Reverse-searing is the best way to smoke a steak
As chef Michael Ollier of Certified Angus Beef reminds us, "Smoking is a low and slow method." As such, he says, it "lends itself to reverse searing." The way to do this is to start the steak off at a low heat. When it's almost done cooking, crank up the temperature to finish things off with a nice crust. "The most important thing to remember when you're smoking beef," says Ollier, "is to remember that smoke is an ingredient." Like any other ingredient, you want to add just the right amount — not too little, but not too much. The revere sear technique is what makes this possible, as Ollier says it allows for a "kiss of smoke ... without overwhelming the cut."

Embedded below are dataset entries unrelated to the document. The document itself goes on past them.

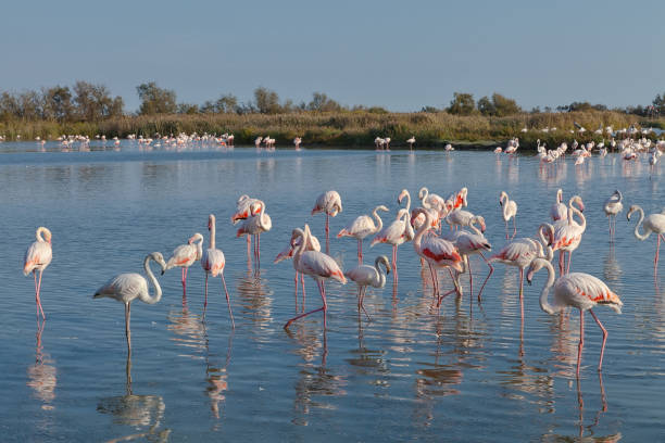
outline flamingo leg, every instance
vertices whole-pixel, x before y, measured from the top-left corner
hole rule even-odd
[[[581,363],[581,351],[585,347],[585,312],[579,309],[579,345],[577,346],[577,377],[579,377],[579,366]]]
[[[480,254],[480,256],[482,257],[482,260],[485,261],[485,263],[487,263],[487,266],[490,268],[489,274],[487,275],[487,277],[485,278],[485,281],[482,282],[482,286],[480,287],[480,292],[478,292],[478,301],[480,301],[480,294],[482,293],[482,290],[485,289],[485,284],[487,284],[487,281],[489,280],[489,278],[492,276],[492,273],[494,271],[494,267],[492,266],[491,263],[489,263],[489,261],[485,257],[485,255],[482,255],[481,252],[478,252]]]
[[[231,318],[231,328],[236,329],[236,321],[234,321],[234,313],[230,309],[230,299],[228,298],[228,290],[226,289],[226,279],[224,278],[224,274],[222,274],[222,283],[224,284],[224,292],[226,294],[226,304],[228,305],[228,315]]]
[[[607,330],[605,329],[603,324],[600,322],[600,320],[595,316],[595,313],[592,309],[589,309],[589,313],[591,313],[591,317],[593,317],[593,319],[598,324],[598,327],[601,328],[601,331],[603,331],[603,345],[601,346],[601,357],[600,362],[598,363],[598,370],[600,371],[603,368],[603,355],[605,354],[605,342],[607,342]]]

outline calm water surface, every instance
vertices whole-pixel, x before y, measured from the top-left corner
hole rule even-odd
[[[3,441],[665,438],[665,282],[653,276],[654,241],[637,241],[624,213],[612,246],[601,210],[618,188],[626,210],[661,211],[661,178],[650,177],[644,159],[627,164],[608,155],[582,167],[568,160],[539,170],[534,157],[486,152],[145,151],[126,141],[116,150],[62,152],[48,143],[40,151],[34,142],[0,144]],[[402,188],[415,194],[421,186],[443,197],[468,187],[468,208],[485,216],[494,250],[504,243],[501,190],[519,205],[519,236],[548,219],[559,187],[584,198],[588,228],[573,268],[602,278],[625,303],[623,315],[597,309],[610,332],[602,378],[601,334],[589,318],[575,378],[579,316],[540,309],[545,273],[526,287],[520,333],[514,268],[498,265],[473,309],[468,296],[450,296],[436,312],[431,281],[409,243],[399,250],[399,286],[389,278],[367,292],[373,321],[357,315],[354,283],[331,283],[327,331],[321,315],[283,329],[296,314],[293,268],[272,260],[296,226],[309,223],[323,239],[324,217],[310,215],[316,197],[328,189],[342,195],[336,233],[377,204],[394,211]],[[260,276],[229,223],[242,193],[262,198],[273,219]],[[208,238],[210,213],[227,260],[235,332],[218,279],[202,322],[200,266],[190,269],[186,300],[174,269],[160,278],[159,304],[134,303],[127,362],[123,305],[91,295],[117,273],[141,271],[148,252],[170,255],[197,231]],[[53,232],[54,256],[42,283],[42,330],[32,277],[21,273],[41,225]],[[366,245],[366,261],[390,253]],[[355,246],[334,239],[331,255],[354,266]],[[487,268],[474,261],[479,281]],[[441,282],[450,288],[443,274]],[[318,307],[315,284],[306,286],[308,308]]]

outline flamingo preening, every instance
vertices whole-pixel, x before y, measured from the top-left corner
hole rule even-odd
[[[555,314],[563,311],[567,306],[579,309],[579,345],[577,349],[577,376],[579,377],[579,367],[581,363],[582,347],[585,346],[585,311],[589,311],[591,316],[603,332],[603,344],[601,346],[600,360],[598,370],[603,367],[603,354],[605,352],[605,342],[607,341],[607,330],[603,327],[592,311],[595,305],[607,305],[617,314],[622,313],[622,303],[617,294],[612,292],[607,286],[600,279],[584,273],[572,273],[554,280],[554,267],[550,262],[543,258],[536,258],[527,271],[527,281],[529,284],[534,278],[534,274],[542,268],[548,269],[548,281],[542,288],[540,294],[540,307],[548,314]],[[554,304],[548,302],[548,293],[551,288],[554,288]]]
[[[328,304],[326,302],[326,287],[325,280],[331,278],[334,280],[339,281],[342,284],[347,283],[347,278],[344,277],[342,270],[335,260],[324,254],[319,251],[305,251],[305,245],[310,242],[310,226],[305,225],[304,230],[296,229],[296,235],[302,239],[300,244],[298,245],[296,253],[293,254],[293,267],[301,274],[308,275],[312,277],[316,284],[318,286],[318,293],[321,294],[321,300],[323,301],[323,306],[310,311],[309,313],[297,315],[291,318],[284,325],[285,329],[296,320],[306,317],[310,314],[317,313],[323,311],[324,313],[324,329],[326,328],[326,312],[328,309]]]
[[[43,237],[42,237],[43,236]],[[49,266],[53,258],[53,250],[51,249],[51,231],[43,226],[37,228],[35,232],[37,238],[25,251],[23,258],[23,275],[27,276],[33,273],[35,277],[35,303],[37,304],[37,316],[41,313],[41,318],[46,320],[43,308],[41,307],[41,274]],[[39,281],[37,281],[37,271],[39,271]]]
[[[376,219],[376,225],[374,220],[368,215],[361,215],[355,218],[351,224],[349,224],[346,228],[339,231],[337,238],[341,237],[353,237],[357,240],[357,264],[363,264],[363,239],[367,236],[373,236],[376,232],[380,231],[384,228],[384,221],[381,217],[377,214],[378,211],[388,211],[388,207],[378,205],[372,212],[372,215]]]
[[[131,302],[135,299],[143,303],[155,304],[162,299],[160,282],[150,269],[150,262],[156,262],[162,267],[162,275],[166,270],[166,262],[159,252],[148,254],[143,260],[143,269],[148,280],[154,287],[154,295],[150,295],[148,280],[140,274],[121,274],[106,281],[95,292],[93,299],[110,298],[125,304],[125,337],[127,338],[127,355],[131,355],[131,330],[129,327]]]
[[[330,217],[337,216],[340,212],[342,212],[341,207],[341,197],[337,191],[327,191],[318,195],[316,199],[316,203],[314,204],[314,208],[312,210],[312,215],[316,213],[326,213],[326,254],[330,253]]]

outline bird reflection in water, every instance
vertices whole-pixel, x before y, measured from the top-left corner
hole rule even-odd
[[[53,401],[55,400],[55,387],[58,385],[58,376],[54,363],[49,354],[43,352],[41,344],[41,333],[46,320],[37,319],[37,346],[35,350],[35,364],[27,368],[28,381],[27,385],[33,389],[37,398],[42,402],[41,408],[45,410],[54,409]]]
[[[304,416],[309,415],[311,408],[334,409],[335,406],[323,401],[325,397],[346,395],[343,387],[347,380],[342,376],[332,374],[326,367],[328,355],[327,332],[324,329],[323,342],[318,341],[318,330],[311,329],[308,324],[294,325],[296,328],[287,330],[290,339],[296,340],[302,347],[297,353],[305,360],[300,365],[300,378],[296,382],[296,396],[293,398],[294,425],[308,426]],[[321,353],[321,365],[316,366],[314,358]]]
[[[131,389],[131,356],[127,355],[125,395],[100,400],[97,410],[100,414],[113,416],[115,425],[128,426],[138,432],[109,440],[109,442],[123,442],[146,439],[151,442],[166,442],[171,429],[159,429],[164,419],[166,405],[160,395],[136,395]]]

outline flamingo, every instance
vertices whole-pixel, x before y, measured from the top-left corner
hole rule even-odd
[[[374,220],[368,215],[361,215],[355,218],[351,224],[349,224],[346,228],[339,231],[337,238],[342,237],[353,237],[357,239],[357,264],[363,264],[363,239],[367,236],[373,236],[376,232],[380,231],[384,228],[384,221],[381,217],[377,214],[377,211],[389,211],[388,207],[378,205],[372,212],[374,218],[376,218],[376,225],[374,225]]]
[[[297,228],[294,229],[296,236],[300,237],[302,241],[298,245],[296,253],[293,254],[293,267],[301,274],[312,277],[318,286],[318,293],[323,301],[323,306],[310,311],[309,313],[297,315],[284,325],[284,329],[288,327],[299,318],[306,317],[310,314],[323,311],[324,313],[324,329],[326,328],[326,312],[328,311],[328,304],[326,303],[326,287],[325,281],[329,278],[339,281],[342,284],[347,283],[342,270],[335,260],[318,251],[305,251],[305,245],[310,242],[310,226],[305,225],[304,230]]]
[[[544,230],[549,230],[550,238],[554,236],[554,227],[550,224],[542,224],[538,228],[538,240],[529,238],[520,238],[511,241],[501,249],[497,254],[492,255],[489,260],[490,263],[499,262],[507,266],[515,266],[519,268],[519,311],[522,319],[524,320],[524,269],[526,269],[535,258],[545,257],[552,260],[553,251],[548,245],[548,241],[544,237]],[[547,248],[547,255],[544,253]]]
[[[210,246],[203,251],[203,255],[201,256],[201,267],[205,271],[205,300],[203,301],[203,312],[205,313],[205,308],[208,307],[208,275],[222,277],[222,283],[224,284],[224,292],[226,294],[226,304],[228,305],[228,314],[231,319],[231,327],[236,328],[236,322],[234,321],[234,313],[230,308],[230,299],[228,296],[228,290],[226,289],[226,279],[224,278],[224,266],[226,265],[226,260],[224,258],[224,252],[215,248],[215,216],[210,214],[208,216],[208,230],[210,231]]]
[[[517,203],[515,203],[514,200],[510,200],[505,191],[501,191],[501,195],[499,197],[499,204],[503,210],[502,215],[503,221],[505,221],[505,239],[509,239],[507,223],[511,218],[513,219],[513,237],[511,237],[511,239],[514,239],[515,235],[517,233]]]
[[[616,216],[618,213],[624,211],[624,204],[622,203],[622,192],[617,189],[612,195],[605,200],[605,204],[603,205],[603,211],[607,216],[607,220],[610,221],[610,241],[614,240],[614,232],[616,230]]]
[[[397,249],[400,244],[413,239],[413,229],[409,223],[409,211],[401,208],[398,211],[397,218],[388,226],[385,226],[372,240],[369,248],[376,243],[388,243],[392,245],[392,271],[393,282],[399,278],[397,274]]]
[[[125,337],[127,338],[127,353],[131,355],[131,330],[129,327],[130,308],[131,302],[135,299],[140,300],[143,303],[155,304],[162,299],[162,288],[160,282],[152,274],[150,269],[150,262],[156,262],[162,267],[162,275],[166,270],[166,263],[160,252],[153,252],[152,254],[146,255],[143,260],[143,269],[148,280],[154,287],[154,294],[151,296],[148,289],[148,280],[140,274],[121,274],[106,281],[101,288],[95,292],[92,299],[101,299],[108,296],[115,299],[118,302],[125,304]]]
[[[236,237],[247,236],[248,239],[250,236],[254,236],[254,263],[256,264],[256,268],[261,266],[261,233],[267,232],[273,228],[271,216],[262,210],[262,203],[254,202],[250,210],[251,216],[242,221],[242,225],[240,225],[236,232]],[[249,246],[250,242],[248,241],[247,244]],[[249,260],[249,250],[247,254]]]
[[[556,202],[552,204],[552,208],[550,210],[550,216],[552,217],[552,221],[559,221],[562,218],[568,215],[568,206],[563,202],[563,190],[556,190]]]
[[[38,308],[37,316],[39,317],[39,313],[41,313],[41,318],[46,320],[39,293],[41,292],[41,274],[53,258],[53,250],[51,249],[51,231],[48,228],[40,226],[37,228],[35,237],[37,238],[37,241],[33,242],[25,251],[25,257],[23,258],[23,275],[27,277],[28,274],[33,273],[33,276],[35,277],[35,303],[37,304]],[[39,282],[37,282],[37,271],[39,271]]]
[[[653,261],[653,271],[656,273],[658,266],[658,250],[661,249],[661,238],[665,240],[665,237],[663,237],[663,232],[665,232],[665,210],[663,210],[663,212],[660,214],[651,214],[650,216],[644,218],[644,211],[637,204],[633,204],[632,206],[630,206],[628,214],[626,214],[626,218],[630,220],[630,216],[635,212],[640,213],[640,219],[638,220],[637,225],[635,225],[635,237],[638,240],[644,241],[649,238],[649,236],[651,236],[651,232],[656,235],[656,254]],[[640,233],[640,225],[642,225],[644,233]]]
[[[409,143],[409,150],[413,151],[413,143],[415,143],[415,136],[411,136],[411,138],[406,140],[406,142]]]
[[[187,271],[195,262],[201,260],[203,254],[203,236],[199,232],[191,236],[187,244],[180,244],[173,250],[173,255],[166,262],[166,269],[179,266],[183,268],[183,296],[187,295]]]
[[[338,213],[342,212],[341,208],[341,197],[337,191],[327,191],[318,195],[316,204],[312,210],[312,215],[325,212],[326,213],[326,254],[330,253],[330,217],[337,216]]]
[[[379,264],[384,265],[386,274],[381,273]],[[347,270],[344,273],[344,276],[347,278],[357,283],[357,311],[360,313],[360,309],[362,308],[367,318],[369,318],[369,314],[367,314],[367,311],[365,311],[365,306],[363,304],[367,287],[385,287],[386,276],[388,274],[390,274],[390,263],[388,262],[388,257],[385,255],[379,255],[378,257],[376,257],[376,260],[374,261],[374,266],[361,264],[357,267]]]
[[[529,284],[534,278],[534,274],[545,267],[548,269],[548,281],[542,288],[540,294],[540,307],[545,313],[552,315],[563,311],[567,306],[577,307],[579,309],[579,346],[577,349],[577,376],[579,377],[579,367],[581,363],[581,352],[585,346],[585,311],[589,311],[591,316],[603,332],[603,344],[601,346],[600,360],[598,370],[603,367],[603,354],[605,352],[605,342],[607,341],[607,330],[600,322],[592,311],[595,305],[607,305],[617,314],[622,313],[622,303],[619,296],[612,292],[607,284],[602,280],[584,273],[572,273],[560,277],[554,281],[554,267],[550,262],[542,258],[535,260],[527,271],[527,281]],[[554,304],[548,302],[548,293],[554,287]]]
[[[424,238],[423,236],[430,229],[431,226],[431,214],[421,208],[416,210],[416,213],[422,213],[425,215],[425,223],[423,226],[421,226],[413,238],[413,249],[415,250],[416,254],[427,262],[427,265],[429,266],[431,282],[434,286],[434,294],[437,296],[438,307],[441,305],[441,300],[455,290],[453,289],[452,291],[441,295],[439,292],[439,279],[437,278],[435,268],[448,268],[452,278],[452,271],[450,270],[451,267],[460,273],[462,271],[462,256],[460,255],[457,249],[448,240],[434,236]]]

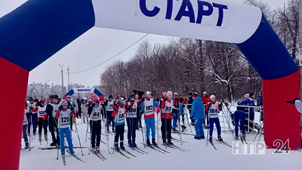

Even if you do over-smoke your steak, Ollier says that all is not lost. If the meat is sufficiently thick and well-marbled, he notes "That marbling is going keep your steak juicy and flavorful." Even if it's not, though, you can always re-purpose the steak in another dish, thus averting a dinner disaster. Ollier suggests, "You could dice it up for a chili or stew, or slice it really thin for a Philly-style sandwich or fajitas," because other ingredients such as beans, potatoes, bread, and/or cheese will temper the smoky flavor so it's less overwhelming. In fact, your smoked chili or Philly could be such a hit that you might even be glad you had that happy little smoking accident.